In the beginning of the 1880s, Empress Elisabeth of Austria began to focus on Greece, likely inspired by Warsberg's Odyssey Landscapes. Empress Elisabeth contacted Warsberg, then the Austrian consul in Greece, and appointed him her "traveling marshal". In 1885, he accompanied her on a trip to Greece. Initially, Elisabeth did not leave a positive impression on Warsberg. He described the empress in his diary as "ugly, old, skinny-looking, ill-dressed".[2] However, after their first voyage together, he changed his opinion of Elisabeth and began showing a certain affection toward her. In 1887 and 1888, Warsberg accompanied the empress on further strenuous journeys through Western Greece, Ithaca, the Peloponnese, and Asia Minor.

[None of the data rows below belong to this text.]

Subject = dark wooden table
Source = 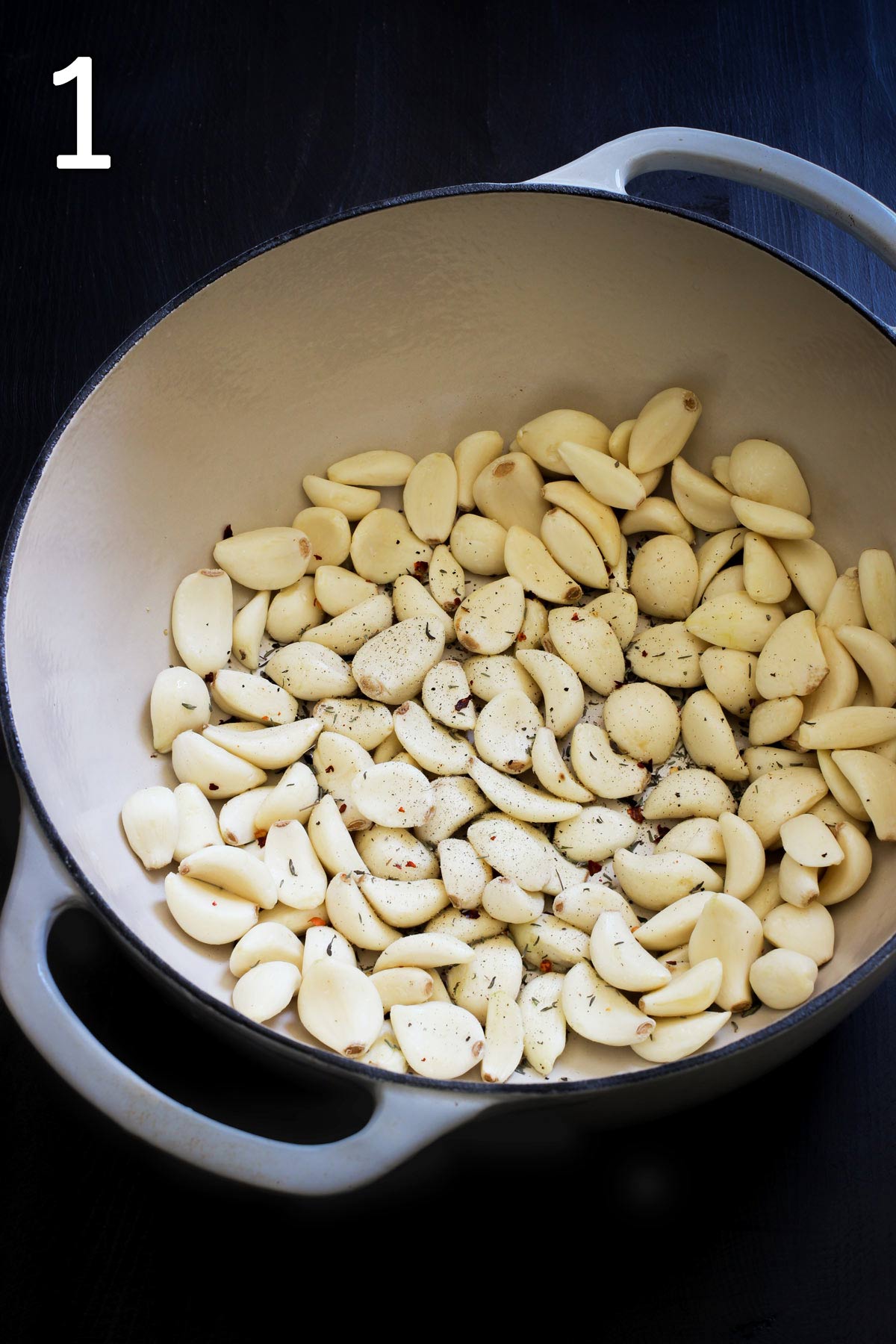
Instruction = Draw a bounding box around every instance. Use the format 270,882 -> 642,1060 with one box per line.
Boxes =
0,0 -> 896,1344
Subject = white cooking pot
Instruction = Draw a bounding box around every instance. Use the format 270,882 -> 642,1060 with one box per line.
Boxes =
0,129 -> 896,1193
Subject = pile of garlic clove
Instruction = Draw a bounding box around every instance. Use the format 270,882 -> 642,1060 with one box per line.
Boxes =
122,387 -> 896,1083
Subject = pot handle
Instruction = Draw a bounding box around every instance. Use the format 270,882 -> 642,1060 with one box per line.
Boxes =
531,126 -> 896,269
0,798 -> 489,1195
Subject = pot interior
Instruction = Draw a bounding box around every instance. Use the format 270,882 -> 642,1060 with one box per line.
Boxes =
5,190 -> 896,1078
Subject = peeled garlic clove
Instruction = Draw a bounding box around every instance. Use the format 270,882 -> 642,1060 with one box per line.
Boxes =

However, his health was steadily declining and he often complained that the hardships as Elisabeth's "travel marshal" exceeded all his previous trips to the Orient.
In November 1887, the Empress commissioned Warsberg to find a suitable plot of land for a villa on Corfu. Warsberg, who was now seriously ill, managed to acquire the Villa Braila for the Empress and purchased additional land on Corfu for the construction of the villa. He created the "spiritual concept" for the palace, called Achilleion, but did not live to see the completion of it in 1891. After his death, his brother Gustav took over the construction management for a short time.[3]
In the fall of 1887, Warsberg was appointed Consul General in Venice, but died in the spring of 1889 from a long-standing lung condition. He was buried in the St. Leonhard-Friedhof Cemetery in Graz.